Some of the best insight came from Brooks Hamilton, founder of Brooks Hamilton and Partners, a firm that designs 401(k) plans for large clients. Here was one excerpt where Hamilton challenges the notion that employees can manage their own 401(k) plans:
I should have seen it sooner, but my gut told me that forcing novices ... to direct their own investments was not really a good thing to do. I used to ask the CEO, CFO of my major clients, often in an environment, conference room. Some young employee would bring in coffee and all and as they would be leaving, I would ask the CEO, "Fred let me ask you: Would you allow that employee to direct the investment of your account in the 401(k) plan?" And they always thought I was some kind of idiot. It's kind of like, "Don't they teach you anything down in Texas, Brooks? Of course not. I wouldn't let them touch my account with a 10-foot pole." And I said, "But you force them to manage their own! And they are running their money into the ground. They are novices. They don't know what they are doing. They don't know a stock from a bond. They don't know the Indianapolis 500 from the S&P [Standard & Poor's] 500."
Here was an interesting fact Hamilton points out:
The Department of Labor pointed out that when ERISA went on the books, of all contributions that were being made to plans, the worker put in 11 percent; the company put in 89 percent. That was in 1974. Fast-forward to 2000, and the same source of data, the Department of Labor, the same said that of all contributions being made, workers are putting in 51 percent, companies 49 percent. The contributions have also gone down. We're not putting in 6 and 8 percent of payroll anymore; we're putting in far less, maybe half of that, most of it by the worker. So the companies are putting in 1 or 2 percent of payroll, as a general statement, to a 401(k) plan.
And then there was John Bogle, founder of Vanguard, who pointed out that a hypothetical $10,000 investment compounding at 8% annually grows to $140,000 in 65 years, while an expense ratio of 2.5% means that at the end of those 65 years, you'll have made $30,000 while the fund company would have made $110,000! (Bogle calls it the tyranny of compounding costs)
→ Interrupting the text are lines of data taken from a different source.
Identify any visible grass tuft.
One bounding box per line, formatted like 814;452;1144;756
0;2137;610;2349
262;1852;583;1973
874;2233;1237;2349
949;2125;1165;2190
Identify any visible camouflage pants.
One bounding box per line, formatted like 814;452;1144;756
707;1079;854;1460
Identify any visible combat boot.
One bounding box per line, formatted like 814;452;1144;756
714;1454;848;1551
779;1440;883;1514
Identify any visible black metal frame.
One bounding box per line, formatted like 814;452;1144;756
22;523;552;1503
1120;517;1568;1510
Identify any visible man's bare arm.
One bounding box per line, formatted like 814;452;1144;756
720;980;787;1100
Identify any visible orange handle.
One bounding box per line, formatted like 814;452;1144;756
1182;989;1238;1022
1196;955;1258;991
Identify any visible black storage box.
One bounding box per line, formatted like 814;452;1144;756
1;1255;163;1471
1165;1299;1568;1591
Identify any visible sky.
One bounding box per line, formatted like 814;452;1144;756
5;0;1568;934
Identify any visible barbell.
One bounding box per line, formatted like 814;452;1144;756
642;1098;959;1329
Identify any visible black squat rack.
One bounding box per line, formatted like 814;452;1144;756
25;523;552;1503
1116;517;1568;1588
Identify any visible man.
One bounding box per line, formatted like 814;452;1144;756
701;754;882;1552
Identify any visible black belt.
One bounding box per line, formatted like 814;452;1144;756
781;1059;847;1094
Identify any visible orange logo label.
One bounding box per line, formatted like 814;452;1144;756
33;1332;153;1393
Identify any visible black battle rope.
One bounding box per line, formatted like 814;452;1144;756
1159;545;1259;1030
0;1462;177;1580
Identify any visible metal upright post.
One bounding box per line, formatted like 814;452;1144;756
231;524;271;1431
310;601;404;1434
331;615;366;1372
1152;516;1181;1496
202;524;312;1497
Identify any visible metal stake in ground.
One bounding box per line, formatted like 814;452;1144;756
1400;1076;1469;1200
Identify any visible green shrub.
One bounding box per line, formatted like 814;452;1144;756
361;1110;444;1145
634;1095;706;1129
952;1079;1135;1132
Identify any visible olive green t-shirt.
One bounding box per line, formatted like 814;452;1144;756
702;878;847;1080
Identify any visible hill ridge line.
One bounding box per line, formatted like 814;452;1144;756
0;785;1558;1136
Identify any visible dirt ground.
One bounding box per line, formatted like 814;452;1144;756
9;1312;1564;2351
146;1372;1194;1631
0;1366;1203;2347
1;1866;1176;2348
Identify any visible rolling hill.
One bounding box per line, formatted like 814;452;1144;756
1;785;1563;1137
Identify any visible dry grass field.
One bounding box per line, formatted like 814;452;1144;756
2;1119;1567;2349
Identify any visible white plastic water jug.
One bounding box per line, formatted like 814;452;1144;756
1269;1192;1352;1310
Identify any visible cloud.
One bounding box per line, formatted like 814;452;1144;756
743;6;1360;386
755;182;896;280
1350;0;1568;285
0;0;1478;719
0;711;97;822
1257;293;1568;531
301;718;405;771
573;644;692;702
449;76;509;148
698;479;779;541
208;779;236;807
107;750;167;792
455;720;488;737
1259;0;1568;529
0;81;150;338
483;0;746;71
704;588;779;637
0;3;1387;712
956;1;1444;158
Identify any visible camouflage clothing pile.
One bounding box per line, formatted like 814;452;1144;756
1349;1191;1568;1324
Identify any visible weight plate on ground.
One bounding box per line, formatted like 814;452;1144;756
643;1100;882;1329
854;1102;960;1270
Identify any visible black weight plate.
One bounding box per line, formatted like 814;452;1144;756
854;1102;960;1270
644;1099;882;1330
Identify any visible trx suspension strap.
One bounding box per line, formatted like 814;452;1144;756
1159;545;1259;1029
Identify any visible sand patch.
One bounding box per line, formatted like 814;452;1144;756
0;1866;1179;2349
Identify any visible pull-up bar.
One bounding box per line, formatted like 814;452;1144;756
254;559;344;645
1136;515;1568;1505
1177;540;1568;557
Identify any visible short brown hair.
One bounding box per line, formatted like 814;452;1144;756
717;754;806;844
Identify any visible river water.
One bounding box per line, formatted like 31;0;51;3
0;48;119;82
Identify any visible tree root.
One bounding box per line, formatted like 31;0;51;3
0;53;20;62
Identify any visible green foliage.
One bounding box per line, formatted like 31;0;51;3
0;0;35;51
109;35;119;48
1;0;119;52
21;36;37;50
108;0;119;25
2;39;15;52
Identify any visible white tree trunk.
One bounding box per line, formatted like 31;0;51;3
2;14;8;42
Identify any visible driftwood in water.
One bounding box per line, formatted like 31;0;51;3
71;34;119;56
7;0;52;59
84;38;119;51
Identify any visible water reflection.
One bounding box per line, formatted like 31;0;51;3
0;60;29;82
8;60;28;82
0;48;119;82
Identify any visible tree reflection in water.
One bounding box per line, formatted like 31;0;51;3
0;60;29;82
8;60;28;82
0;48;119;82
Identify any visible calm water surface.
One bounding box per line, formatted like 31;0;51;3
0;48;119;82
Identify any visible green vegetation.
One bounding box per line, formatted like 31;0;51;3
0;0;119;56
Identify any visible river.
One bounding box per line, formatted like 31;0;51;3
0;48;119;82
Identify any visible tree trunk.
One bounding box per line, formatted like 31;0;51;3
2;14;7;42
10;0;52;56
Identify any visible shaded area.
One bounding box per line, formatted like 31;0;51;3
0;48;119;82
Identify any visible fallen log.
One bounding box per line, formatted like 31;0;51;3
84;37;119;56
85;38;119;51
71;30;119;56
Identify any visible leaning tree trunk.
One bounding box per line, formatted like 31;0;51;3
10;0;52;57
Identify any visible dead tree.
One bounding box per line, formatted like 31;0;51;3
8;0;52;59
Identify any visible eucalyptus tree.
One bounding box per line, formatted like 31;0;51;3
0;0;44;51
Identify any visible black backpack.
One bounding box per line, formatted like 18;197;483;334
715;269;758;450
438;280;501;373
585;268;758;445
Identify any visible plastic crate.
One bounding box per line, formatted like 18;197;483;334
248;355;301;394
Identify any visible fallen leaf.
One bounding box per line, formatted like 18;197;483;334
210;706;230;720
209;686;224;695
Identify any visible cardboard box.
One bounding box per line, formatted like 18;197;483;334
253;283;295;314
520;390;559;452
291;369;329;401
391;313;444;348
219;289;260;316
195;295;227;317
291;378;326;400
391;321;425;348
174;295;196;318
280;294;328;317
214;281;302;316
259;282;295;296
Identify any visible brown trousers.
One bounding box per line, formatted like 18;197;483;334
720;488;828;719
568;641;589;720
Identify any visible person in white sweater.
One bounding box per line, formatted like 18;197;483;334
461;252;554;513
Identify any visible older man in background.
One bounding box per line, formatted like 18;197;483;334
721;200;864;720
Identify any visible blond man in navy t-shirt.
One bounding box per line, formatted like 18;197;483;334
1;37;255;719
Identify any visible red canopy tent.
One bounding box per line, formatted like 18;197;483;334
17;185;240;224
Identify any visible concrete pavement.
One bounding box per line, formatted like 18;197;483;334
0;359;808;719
This is a real concern. As a young graduate student, I feel guilty about not contributing to a Roth IRA. Imagine my shock when I discover several staff members at the university who have never heard, let alone contribute to a Roth. An incredible number of people are underprepared, relying on faith of time or a solvent pension plan to see them through. And yet, state and corporate pension plans are phenomenally underfunded. I am often tempted (and have been guilty of) coaxing especially older employees to be more aggressive with retirement investing, but I suspect it often falls on deaf years (plus it means I'm not a particularly popular fella these days!).